For some Democrats, however, Cotton made his name in the Senate in a more personally poisonous way. In his first year, Cotton placed a hold on Obama’s nominations for the Ambassadors to Sweden, Norway, and the Bahamas, because of an unrelated dispute regarding the Secret Service. As months passed, Cotton released the holds on the Sweden and Norway envoys—because, he said, those countries were NATO allies—but he prevented a vote on Cassandra Butts, an old friend of the President’s, as the Ambassador to the Bahamas. Butts had been waiting for a Senate vote for eight hundred and thirty-five days when, in May, 2016, she died suddenly, of an undiagnosed cancer. Cotton said, “I feel very badly about her death and the timing of it. I wish the White House had just addressed this much earlier.” Still, Cotton’s actions left a bitter aftertaste for some of his colleagues. “I thought what he did was outrageous,” Richard Durbin, an Illinois Democrat and the assistant minority leader, said. “There is a point where winning a political battle isn’t worth it.”
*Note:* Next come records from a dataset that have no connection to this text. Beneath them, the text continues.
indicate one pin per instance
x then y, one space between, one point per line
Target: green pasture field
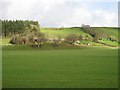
27 67
51 33
108 30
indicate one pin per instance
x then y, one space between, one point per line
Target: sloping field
26 67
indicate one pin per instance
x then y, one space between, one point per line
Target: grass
27 67
109 31
115 44
63 33
4 41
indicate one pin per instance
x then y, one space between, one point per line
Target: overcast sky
58 13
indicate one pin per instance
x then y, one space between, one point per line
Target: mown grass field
66 31
27 67
51 33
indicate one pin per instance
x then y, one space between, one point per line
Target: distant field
63 33
66 31
28 67
110 31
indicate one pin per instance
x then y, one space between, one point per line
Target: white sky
58 13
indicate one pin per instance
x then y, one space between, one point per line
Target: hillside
54 32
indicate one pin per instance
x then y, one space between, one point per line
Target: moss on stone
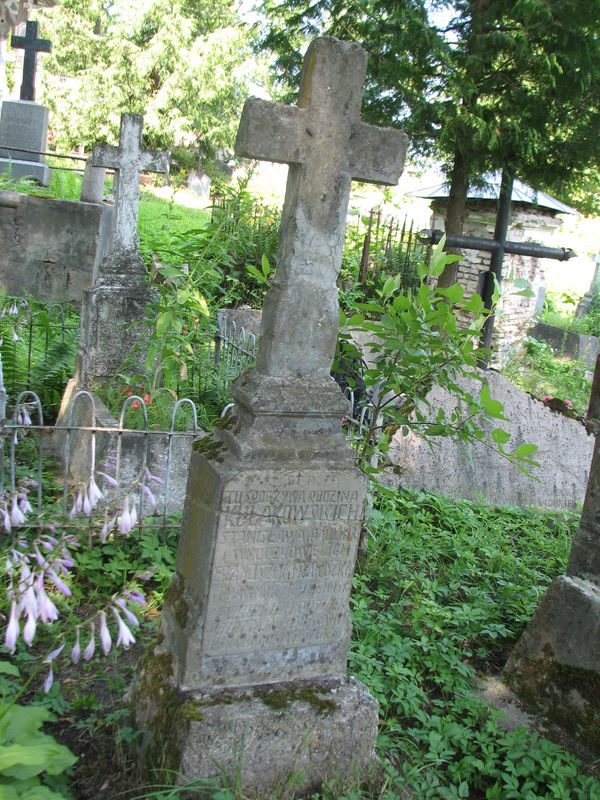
175 597
228 423
210 448
561 694
280 697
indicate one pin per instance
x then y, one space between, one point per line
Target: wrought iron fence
390 246
101 478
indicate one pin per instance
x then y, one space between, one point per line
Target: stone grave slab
555 666
24 125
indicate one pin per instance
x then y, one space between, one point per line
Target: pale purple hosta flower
125 636
76 651
47 545
133 518
131 618
105 634
86 505
12 629
94 493
49 680
125 525
29 629
47 610
60 585
5 519
91 645
16 515
106 528
110 480
48 660
24 504
149 496
38 556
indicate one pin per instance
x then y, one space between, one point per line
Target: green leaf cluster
415 341
27 754
444 591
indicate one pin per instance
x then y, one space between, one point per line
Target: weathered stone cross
326 146
128 160
32 46
256 624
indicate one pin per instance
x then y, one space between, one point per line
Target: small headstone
115 304
200 185
23 140
555 666
251 674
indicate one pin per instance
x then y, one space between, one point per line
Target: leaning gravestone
112 310
114 306
24 123
555 667
251 672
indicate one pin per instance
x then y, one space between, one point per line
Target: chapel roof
488 188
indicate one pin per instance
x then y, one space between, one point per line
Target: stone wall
50 248
515 313
474 472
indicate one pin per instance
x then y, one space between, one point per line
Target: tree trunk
455 214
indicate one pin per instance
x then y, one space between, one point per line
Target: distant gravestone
31 44
23 123
555 666
117 300
251 674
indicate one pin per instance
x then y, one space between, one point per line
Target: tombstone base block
555 667
285 737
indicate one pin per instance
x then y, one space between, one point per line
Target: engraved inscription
282 569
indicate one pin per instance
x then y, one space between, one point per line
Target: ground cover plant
547 375
441 594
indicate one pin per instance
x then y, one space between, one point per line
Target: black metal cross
498 246
32 46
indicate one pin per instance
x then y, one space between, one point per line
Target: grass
161 222
443 592
539 371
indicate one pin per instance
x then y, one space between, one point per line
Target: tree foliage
185 65
480 84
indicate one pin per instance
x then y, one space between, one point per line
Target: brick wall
515 313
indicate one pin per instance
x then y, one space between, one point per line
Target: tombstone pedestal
286 738
256 624
112 310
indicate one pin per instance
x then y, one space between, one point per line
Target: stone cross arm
326 145
275 132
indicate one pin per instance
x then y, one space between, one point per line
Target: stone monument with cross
119 294
555 667
24 123
251 670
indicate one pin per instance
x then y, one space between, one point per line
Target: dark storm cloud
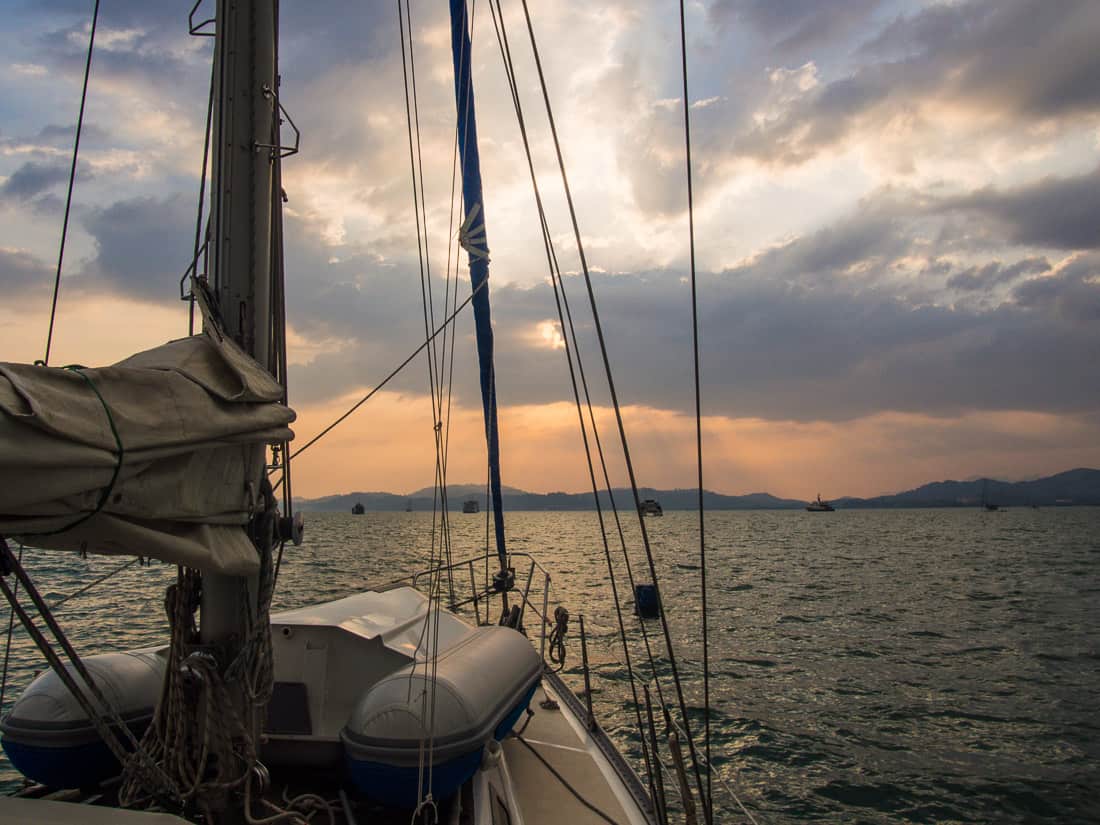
1015 62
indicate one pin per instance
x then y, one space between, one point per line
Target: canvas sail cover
193 416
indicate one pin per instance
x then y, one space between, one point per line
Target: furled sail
473 241
161 454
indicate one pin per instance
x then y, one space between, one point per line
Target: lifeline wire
68 197
707 810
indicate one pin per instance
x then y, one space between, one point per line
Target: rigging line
7 650
419 164
722 781
614 395
416 165
554 268
391 376
86 587
551 261
707 810
68 197
198 218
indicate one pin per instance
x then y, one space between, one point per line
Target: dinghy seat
483 684
48 737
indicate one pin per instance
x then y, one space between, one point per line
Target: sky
897 216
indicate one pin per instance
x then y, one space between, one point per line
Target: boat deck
547 766
554 736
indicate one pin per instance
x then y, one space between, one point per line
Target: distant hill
1071 487
518 499
1074 486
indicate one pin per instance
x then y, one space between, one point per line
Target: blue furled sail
472 238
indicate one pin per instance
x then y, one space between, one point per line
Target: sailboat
380 706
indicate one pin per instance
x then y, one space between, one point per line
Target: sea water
866 666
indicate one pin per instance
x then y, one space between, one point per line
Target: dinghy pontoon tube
483 684
48 737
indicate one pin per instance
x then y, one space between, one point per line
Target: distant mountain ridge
518 499
1070 487
1079 486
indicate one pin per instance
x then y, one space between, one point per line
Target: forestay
193 418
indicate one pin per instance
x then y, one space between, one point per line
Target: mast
474 241
241 212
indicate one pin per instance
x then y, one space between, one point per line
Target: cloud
143 245
1071 293
21 272
1054 212
32 179
794 24
989 275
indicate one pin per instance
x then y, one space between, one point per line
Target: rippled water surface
872 667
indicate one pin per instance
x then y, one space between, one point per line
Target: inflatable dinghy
483 684
48 737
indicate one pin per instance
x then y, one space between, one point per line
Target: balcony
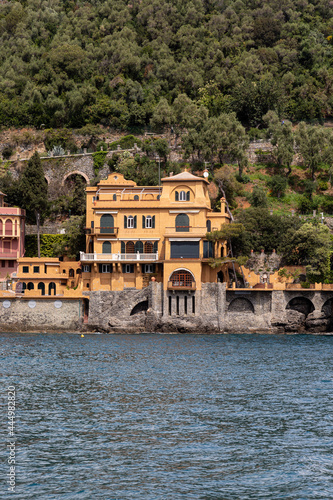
109 231
179 231
181 285
118 257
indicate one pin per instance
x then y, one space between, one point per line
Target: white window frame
149 268
130 222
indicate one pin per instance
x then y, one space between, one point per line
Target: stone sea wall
213 309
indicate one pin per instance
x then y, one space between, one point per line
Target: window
138 247
208 250
182 196
130 222
184 249
128 268
105 268
148 222
148 268
106 247
107 224
182 223
130 247
182 278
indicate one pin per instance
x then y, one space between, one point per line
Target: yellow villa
140 233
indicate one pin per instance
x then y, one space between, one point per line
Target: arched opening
301 304
182 278
138 247
8 227
148 247
241 305
130 248
106 247
182 223
140 307
107 224
220 277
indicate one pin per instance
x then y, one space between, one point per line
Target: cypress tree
33 187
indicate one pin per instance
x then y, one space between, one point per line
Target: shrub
278 185
258 197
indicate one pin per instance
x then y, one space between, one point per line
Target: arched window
138 247
107 224
8 227
182 223
130 247
130 222
182 278
106 248
148 247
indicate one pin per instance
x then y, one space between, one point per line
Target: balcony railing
110 231
181 230
118 257
181 285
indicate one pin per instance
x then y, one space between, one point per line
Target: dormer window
182 196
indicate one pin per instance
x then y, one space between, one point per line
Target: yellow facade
48 276
135 234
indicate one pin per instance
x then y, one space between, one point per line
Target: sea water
158 417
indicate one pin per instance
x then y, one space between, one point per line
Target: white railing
117 257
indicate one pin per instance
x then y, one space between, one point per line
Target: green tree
33 187
315 145
282 139
310 245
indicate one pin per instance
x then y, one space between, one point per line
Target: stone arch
140 307
301 304
75 172
242 305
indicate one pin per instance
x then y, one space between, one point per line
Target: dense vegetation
66 63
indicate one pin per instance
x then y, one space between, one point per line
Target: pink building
12 232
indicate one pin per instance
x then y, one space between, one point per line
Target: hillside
121 64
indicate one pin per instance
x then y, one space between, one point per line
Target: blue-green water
160 417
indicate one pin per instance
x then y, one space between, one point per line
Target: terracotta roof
184 176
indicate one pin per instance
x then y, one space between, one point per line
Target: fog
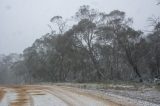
23 21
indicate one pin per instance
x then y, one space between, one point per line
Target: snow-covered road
40 95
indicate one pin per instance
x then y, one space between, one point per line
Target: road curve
43 95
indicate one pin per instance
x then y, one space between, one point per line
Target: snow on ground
8 98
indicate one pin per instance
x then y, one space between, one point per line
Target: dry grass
22 97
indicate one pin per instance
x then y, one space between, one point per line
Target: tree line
98 47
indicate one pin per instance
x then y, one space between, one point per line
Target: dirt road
40 95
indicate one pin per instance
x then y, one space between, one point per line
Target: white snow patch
47 100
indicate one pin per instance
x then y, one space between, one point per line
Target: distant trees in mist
99 47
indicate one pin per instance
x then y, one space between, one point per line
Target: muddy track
40 95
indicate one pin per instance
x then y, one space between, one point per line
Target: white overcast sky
23 21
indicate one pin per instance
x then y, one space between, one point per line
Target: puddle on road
22 98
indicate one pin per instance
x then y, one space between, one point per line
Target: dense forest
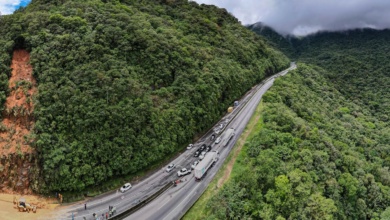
122 84
322 151
317 156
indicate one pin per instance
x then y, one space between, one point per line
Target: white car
125 187
170 167
193 165
202 155
183 172
190 147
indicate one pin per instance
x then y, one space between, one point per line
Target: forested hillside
317 156
356 60
122 84
322 150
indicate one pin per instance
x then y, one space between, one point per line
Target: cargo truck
207 162
227 136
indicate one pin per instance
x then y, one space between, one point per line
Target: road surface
177 200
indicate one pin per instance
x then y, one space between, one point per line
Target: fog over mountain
302 17
9 6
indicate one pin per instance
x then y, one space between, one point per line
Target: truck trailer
207 162
227 136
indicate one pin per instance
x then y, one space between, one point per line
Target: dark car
197 153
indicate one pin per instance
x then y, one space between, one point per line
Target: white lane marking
184 200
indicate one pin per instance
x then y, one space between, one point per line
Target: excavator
23 206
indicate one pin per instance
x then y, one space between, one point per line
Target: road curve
174 203
177 200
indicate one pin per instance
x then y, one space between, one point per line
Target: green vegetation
122 84
323 151
317 156
237 156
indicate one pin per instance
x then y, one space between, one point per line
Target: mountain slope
317 155
323 145
123 84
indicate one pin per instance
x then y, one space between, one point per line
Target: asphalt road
177 200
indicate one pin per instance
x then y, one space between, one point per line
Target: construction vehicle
208 161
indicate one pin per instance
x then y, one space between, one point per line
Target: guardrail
141 204
183 212
242 105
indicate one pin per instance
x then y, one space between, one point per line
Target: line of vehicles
206 160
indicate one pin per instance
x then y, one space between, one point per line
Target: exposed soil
17 116
45 207
17 157
241 143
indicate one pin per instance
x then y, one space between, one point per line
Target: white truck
205 164
227 137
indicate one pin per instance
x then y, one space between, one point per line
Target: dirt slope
16 155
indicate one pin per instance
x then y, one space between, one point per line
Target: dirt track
9 211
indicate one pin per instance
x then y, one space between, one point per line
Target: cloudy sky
9 6
301 17
298 17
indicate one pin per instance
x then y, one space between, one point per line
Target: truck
207 162
227 137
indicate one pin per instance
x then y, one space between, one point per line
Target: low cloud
302 17
9 6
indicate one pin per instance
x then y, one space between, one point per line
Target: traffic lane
123 200
240 123
157 208
101 204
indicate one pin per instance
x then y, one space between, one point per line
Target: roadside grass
234 164
116 182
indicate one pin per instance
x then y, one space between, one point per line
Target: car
201 156
170 167
197 153
193 165
183 172
125 187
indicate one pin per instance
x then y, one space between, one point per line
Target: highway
176 201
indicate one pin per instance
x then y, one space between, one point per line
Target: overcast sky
301 17
297 17
9 6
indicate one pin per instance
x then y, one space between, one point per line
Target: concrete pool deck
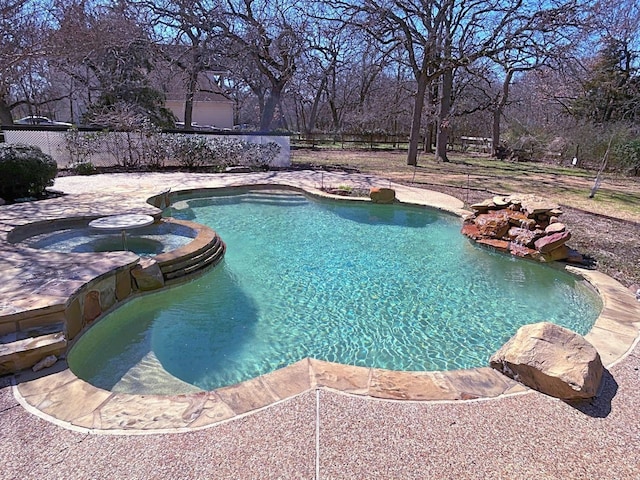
320 428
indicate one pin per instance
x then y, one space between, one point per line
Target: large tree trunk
497 112
444 112
495 131
416 121
273 99
188 103
5 112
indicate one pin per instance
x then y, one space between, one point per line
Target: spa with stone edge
381 298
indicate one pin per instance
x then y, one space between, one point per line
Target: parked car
36 120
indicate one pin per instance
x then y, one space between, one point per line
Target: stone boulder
493 225
382 195
552 360
551 242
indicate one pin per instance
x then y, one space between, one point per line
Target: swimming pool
385 286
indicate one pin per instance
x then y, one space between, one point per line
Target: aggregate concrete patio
324 433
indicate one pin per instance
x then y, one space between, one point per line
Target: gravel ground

For the moment, at least, Cotton appears to be a hybrid of insurgent and old guard, who can play successfully to the warring constituencies of the Republican Party. As Bannon put it, “How many guys in town can give a speech at the Council on Foreign Relations and also get kudos in the pages of Breitbart? The answer is, one guy.”
Cotton has carved out a clear Trumpism-without-Trump agenda: limits on immigration throughlegislation, deportations, and a wall; longer prison sentences for American convicts and suspected terrorists abroad; a bigger budget for the Department of Defense. The question is whether he has the charisma to sell that agenda to a broader public. Recently, at his Little Rock office, Cotton presented several medals to the family of George Anderson, a Second World War veteran who had died in 2006. Cotton began with a solemn introduction, but then, unexpectedly, Anderson’s family members, most of whom were elderly, took over the proceedings and began telling stories about George, who had made his living running car washes and coin-operated laundries. Cotton’s staff members and the assembled local reporters began chuckling at the rambling accounts of how George stacked his coins. A more deft politician might have joined in the fun, but Cotton just stood there, seemingly paralyzed by the deviations from good order. The ceremony came to a close when George Anderson’s surviving sister turned to Cotton and said, “As for you—you keep standing up for our President.” ♦
An earlier version of this article included an erroneous anecdote about a dorm-room discussion during Cotton’s freshman year.